Teaching isn’t just meta.  Sure, I can help students understand the power of mindset. Yes, I can navigate the world of videos and blogs and twitter etc etc etc reasonably well, all in an effort to avail my students of a variety of resources, but I am a resource too, and not just of attitude or mindset.    The great educators that I know, and know of, work extremely hard learning content, not necessarily to the point of being “expert” but certainly to the point of being “well versed”. There are good reasons for this:

  1. It is very, very hard to develop curriculum and projects unless you understand the content and its interconnectedness to other disciplines.  With deep content knowledge, we can translate the work of the world into the work of the classroom in such a way that there is meaningful overlap.   Otherwise, the work of the world is often inaccessible to students because of its complexity, and because curricula developed only for the classroom is uninteresting or overly simplistic or both.
  2. Students need to see the value-add in having a teacher.  If all we can do is refer students to other resources without being a resource ourselves, then their view of the classroom experience can quickly become jaded. Students know when a teacher has deep content knowledge or not. In this world where resources are so available, having a foundational content knowledge and the concomitant ability to parse various resources is exactly the sort of value-add that can aid student learning, and help kids appreciate the need for human interaction when learning.
  3. Modeling. Perhaps my favorite head on the diagram is the one that states “Model resiliency and perseverance”, because those are exactly the behaviors that I wish to see in my students as they are faced with challenging material.  But I’m still having them engage in material.  As Bandura might say, modeling is everything. It is just as important to model deep engagement with love of, and acquisition of, content. Students often come to love science or math because they see that it can be loved, from observing their teachers.

To be fair, I don’t suggest that the author/illustrator is claiming that content knowledge is not important. But the omission, whether conscious or not, is worrisome, particularly when there’s a bevy of critics out there ready to say that 21C education is without substance, citing the notable gaps in diagrams like this. Those of us who believe those behaviors important must prove the critics wrong by generating learners who know things deeply AND love learning.
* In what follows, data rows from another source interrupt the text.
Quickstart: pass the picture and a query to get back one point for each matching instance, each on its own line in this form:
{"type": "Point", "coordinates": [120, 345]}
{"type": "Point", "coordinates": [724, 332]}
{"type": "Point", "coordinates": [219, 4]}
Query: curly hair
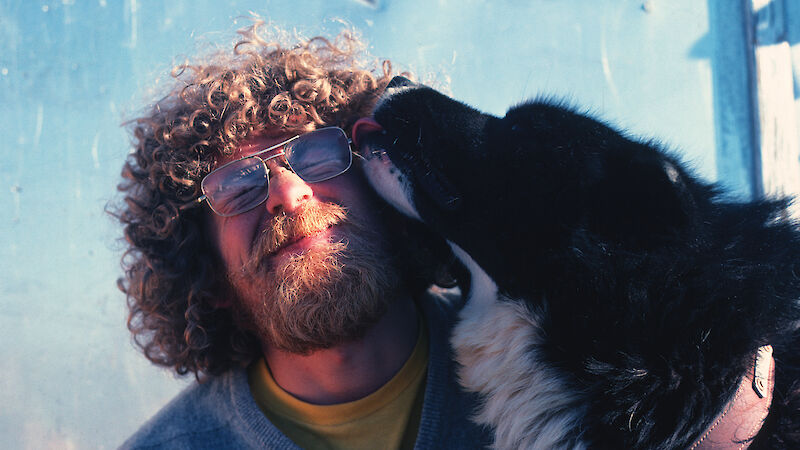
{"type": "Point", "coordinates": [170, 274]}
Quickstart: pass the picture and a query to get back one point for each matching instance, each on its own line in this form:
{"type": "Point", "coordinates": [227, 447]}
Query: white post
{"type": "Point", "coordinates": [777, 162]}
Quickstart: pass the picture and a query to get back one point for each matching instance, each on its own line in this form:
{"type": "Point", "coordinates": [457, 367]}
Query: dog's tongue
{"type": "Point", "coordinates": [362, 127]}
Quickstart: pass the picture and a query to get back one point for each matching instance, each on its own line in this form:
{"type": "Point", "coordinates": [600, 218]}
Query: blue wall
{"type": "Point", "coordinates": [71, 72]}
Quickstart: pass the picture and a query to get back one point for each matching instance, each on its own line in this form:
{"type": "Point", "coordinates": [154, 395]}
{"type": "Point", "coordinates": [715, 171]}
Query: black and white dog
{"type": "Point", "coordinates": [614, 300]}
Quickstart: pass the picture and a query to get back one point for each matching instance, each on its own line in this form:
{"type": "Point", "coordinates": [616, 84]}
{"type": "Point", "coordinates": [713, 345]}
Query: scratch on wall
{"type": "Point", "coordinates": [37, 133]}
{"type": "Point", "coordinates": [133, 23]}
{"type": "Point", "coordinates": [95, 158]}
{"type": "Point", "coordinates": [606, 67]}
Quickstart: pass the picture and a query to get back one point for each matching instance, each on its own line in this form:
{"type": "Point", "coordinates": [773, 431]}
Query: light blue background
{"type": "Point", "coordinates": [72, 71]}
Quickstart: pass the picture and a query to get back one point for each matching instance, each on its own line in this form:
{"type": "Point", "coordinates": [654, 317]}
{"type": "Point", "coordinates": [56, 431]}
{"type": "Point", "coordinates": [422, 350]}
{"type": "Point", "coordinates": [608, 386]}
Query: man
{"type": "Point", "coordinates": [261, 262]}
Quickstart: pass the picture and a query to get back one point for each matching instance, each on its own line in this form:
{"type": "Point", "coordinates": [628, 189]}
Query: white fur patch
{"type": "Point", "coordinates": [390, 183]}
{"type": "Point", "coordinates": [496, 343]}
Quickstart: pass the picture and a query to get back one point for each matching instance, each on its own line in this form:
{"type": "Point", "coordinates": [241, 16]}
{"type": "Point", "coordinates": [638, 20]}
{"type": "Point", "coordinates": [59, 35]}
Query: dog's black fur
{"type": "Point", "coordinates": [653, 292]}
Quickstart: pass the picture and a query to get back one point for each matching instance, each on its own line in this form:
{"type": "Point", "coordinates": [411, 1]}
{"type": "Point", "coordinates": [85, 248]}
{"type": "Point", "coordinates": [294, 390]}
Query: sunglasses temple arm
{"type": "Point", "coordinates": [193, 203]}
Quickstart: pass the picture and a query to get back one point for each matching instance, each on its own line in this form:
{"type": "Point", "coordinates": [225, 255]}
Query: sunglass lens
{"type": "Point", "coordinates": [237, 187]}
{"type": "Point", "coordinates": [319, 155]}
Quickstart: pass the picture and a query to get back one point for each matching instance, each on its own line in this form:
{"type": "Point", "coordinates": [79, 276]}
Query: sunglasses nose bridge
{"type": "Point", "coordinates": [287, 191]}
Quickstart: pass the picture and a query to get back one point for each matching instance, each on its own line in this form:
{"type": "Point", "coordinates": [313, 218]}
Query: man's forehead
{"type": "Point", "coordinates": [255, 144]}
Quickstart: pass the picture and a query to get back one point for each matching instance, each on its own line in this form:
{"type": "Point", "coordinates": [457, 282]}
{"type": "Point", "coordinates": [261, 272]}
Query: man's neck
{"type": "Point", "coordinates": [352, 370]}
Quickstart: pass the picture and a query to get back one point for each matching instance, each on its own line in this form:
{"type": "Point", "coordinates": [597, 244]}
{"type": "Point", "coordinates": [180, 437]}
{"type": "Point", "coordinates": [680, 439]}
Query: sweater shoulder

And in the author’s defense, it is that second part – “and love learning” – that makes this diagram and 21C education compelling, and worth commenting upon in the first place. Without the risk-taking, compassion, and attending to attitude, we land upon education that is frequently bereft of joy.

I also love the fact that the author asks, “what needs to be in an educator’s head?”, in a similar way that we as educators ask ourselves what students need.  To that end, I’ve often said that engagement is not enough.  Students must also emerge from my classroom with some tangible knowledge and skills that they value.  In math and science parlance: engagement is necessary, but not sufficient.

While it might be a bit of a contrived dichotomy, on the one hand there are the characteristics described in the diagram, and on the other hand, deep content knowledge.  Either hand, taken by itself, is not sufficient.  Both, however, are necessary.